Alan Mann and Ayrton Senna cars to go under the hammer

| 3 Jan 2012

Despite a bumper crop of cars from the Alan Mann Racing reserve collection, the lot with most potential to go stratospheric at the forthcoming Coys auction at Autosport International is the "ex-Ayrton Senna" Group B Metro 6R4.

The popularity of last year's Senna movie and the fact that a signed copy of Senna's The Principles of Race Driving made a staggering £1420 at Silverstone Auctions, suggest that fever for the Brazilian three-times F1 world champ is at an all-time high.

The story behind the Metro, which will go under the hammer on 14 January, is that it was a works test car and was driven by various magazines as well as the likes of Pentti Airikkala.

Senna drove it for an article during a test day in 1986, explaining at the time: "I know nothing about rallying. I've seen the pictures in magazines, sometimes watched it on television. And I deliberately haven't listened to anyone about rally driving.

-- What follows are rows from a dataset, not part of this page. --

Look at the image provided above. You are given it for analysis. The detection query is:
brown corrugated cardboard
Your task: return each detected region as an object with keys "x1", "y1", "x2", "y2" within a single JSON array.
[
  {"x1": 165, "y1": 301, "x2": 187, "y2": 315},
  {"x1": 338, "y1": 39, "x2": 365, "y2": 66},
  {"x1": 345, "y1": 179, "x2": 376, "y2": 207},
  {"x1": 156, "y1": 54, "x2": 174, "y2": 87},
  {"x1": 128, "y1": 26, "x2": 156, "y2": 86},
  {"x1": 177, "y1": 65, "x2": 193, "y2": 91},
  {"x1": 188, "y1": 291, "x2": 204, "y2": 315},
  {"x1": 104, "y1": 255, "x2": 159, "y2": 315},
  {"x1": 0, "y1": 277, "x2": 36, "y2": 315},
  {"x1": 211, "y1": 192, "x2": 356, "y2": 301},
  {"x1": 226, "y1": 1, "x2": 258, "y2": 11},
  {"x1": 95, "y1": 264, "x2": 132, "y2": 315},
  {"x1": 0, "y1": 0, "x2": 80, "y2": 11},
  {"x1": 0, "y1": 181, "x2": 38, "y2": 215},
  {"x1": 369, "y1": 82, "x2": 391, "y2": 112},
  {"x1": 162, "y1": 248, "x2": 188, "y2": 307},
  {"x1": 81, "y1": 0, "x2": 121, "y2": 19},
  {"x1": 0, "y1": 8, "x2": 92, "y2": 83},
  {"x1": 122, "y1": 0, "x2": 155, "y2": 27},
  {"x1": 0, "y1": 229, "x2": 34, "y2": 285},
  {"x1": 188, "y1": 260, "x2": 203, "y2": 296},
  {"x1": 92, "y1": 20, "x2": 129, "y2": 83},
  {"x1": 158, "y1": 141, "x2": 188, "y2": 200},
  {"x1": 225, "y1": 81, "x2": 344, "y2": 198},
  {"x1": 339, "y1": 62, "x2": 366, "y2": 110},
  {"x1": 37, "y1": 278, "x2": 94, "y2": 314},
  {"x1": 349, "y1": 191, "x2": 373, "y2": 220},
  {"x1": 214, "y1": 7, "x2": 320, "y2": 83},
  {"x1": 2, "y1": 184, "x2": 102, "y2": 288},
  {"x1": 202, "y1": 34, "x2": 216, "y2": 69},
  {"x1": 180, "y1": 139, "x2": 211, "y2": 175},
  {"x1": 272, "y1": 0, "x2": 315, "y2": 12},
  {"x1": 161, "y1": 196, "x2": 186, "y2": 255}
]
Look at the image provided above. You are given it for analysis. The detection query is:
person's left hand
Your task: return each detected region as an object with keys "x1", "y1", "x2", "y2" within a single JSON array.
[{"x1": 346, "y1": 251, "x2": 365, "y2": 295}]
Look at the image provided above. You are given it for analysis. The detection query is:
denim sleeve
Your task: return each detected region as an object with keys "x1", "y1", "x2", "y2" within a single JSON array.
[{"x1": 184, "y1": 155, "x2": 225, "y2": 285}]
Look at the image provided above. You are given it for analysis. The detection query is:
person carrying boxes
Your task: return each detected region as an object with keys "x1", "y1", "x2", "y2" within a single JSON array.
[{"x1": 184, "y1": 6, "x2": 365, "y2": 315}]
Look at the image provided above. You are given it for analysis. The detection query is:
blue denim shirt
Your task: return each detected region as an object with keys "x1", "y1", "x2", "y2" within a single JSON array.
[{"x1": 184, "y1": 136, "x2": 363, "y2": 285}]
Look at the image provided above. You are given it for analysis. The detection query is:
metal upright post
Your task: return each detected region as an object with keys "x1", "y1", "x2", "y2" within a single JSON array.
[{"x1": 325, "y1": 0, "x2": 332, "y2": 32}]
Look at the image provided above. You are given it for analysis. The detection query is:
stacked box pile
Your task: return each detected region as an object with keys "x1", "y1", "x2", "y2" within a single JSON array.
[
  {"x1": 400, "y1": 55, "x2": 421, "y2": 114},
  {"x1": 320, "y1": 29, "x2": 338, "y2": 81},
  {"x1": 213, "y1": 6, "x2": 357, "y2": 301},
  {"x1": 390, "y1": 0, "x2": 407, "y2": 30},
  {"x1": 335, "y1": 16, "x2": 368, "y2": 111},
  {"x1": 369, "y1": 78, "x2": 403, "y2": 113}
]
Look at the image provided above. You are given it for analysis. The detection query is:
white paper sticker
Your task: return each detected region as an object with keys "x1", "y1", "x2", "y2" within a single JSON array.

I want to find out for myself."

Wearing a £60-70,000 estimate is a 1971 Surtees TS8 that has both F1 and F5000 history having been driven in the Tasman series by Mike Hailwood and then converted for F1 by its French owner Herve after the team sold it on.

Among the other lots is a 1979 BMW M1 Gp4 Procar Rally, estimated to sell for between £150,000 and £170,000, but being offered at no reserve.

Of the Alan Mann cars, the biggest bargain is likely to be a Jaguar Mk1 (main image). Built for Mann by Jag specialist Don Law for £100,000, the car has yet to turn a wheel in anger yet is expected to sell for £30-35k.

Wearing the more familiar red and gold livery of the Mann stable are several other racers. These include a 1979 Ford Capri 3.0S Gp1 post-historic race car that was the winner of the Masters '70s Series 'Driver of the Year' in the hands of Alan Mann's son, Henry (£15-18,000), a 2007 Superformance GT40, built to order in homage to Mann's 1966 Sebring 12-Hours Ford GT40 (£85-100,000) and a 1965 Ford Mustang FIA historic racer (below) with recent John Whitmore history, prepared to Appendix 'K' regulations and ready to race (£60-70,000).

On display at the show, but being sold by private treaty, will be the sexy Alan Mann Racing 1968 P68 Ford F3L rebuilt from the wreck of the F3L that Chris Irwin crashed heavily during the 1968 Nürburgring 1000km.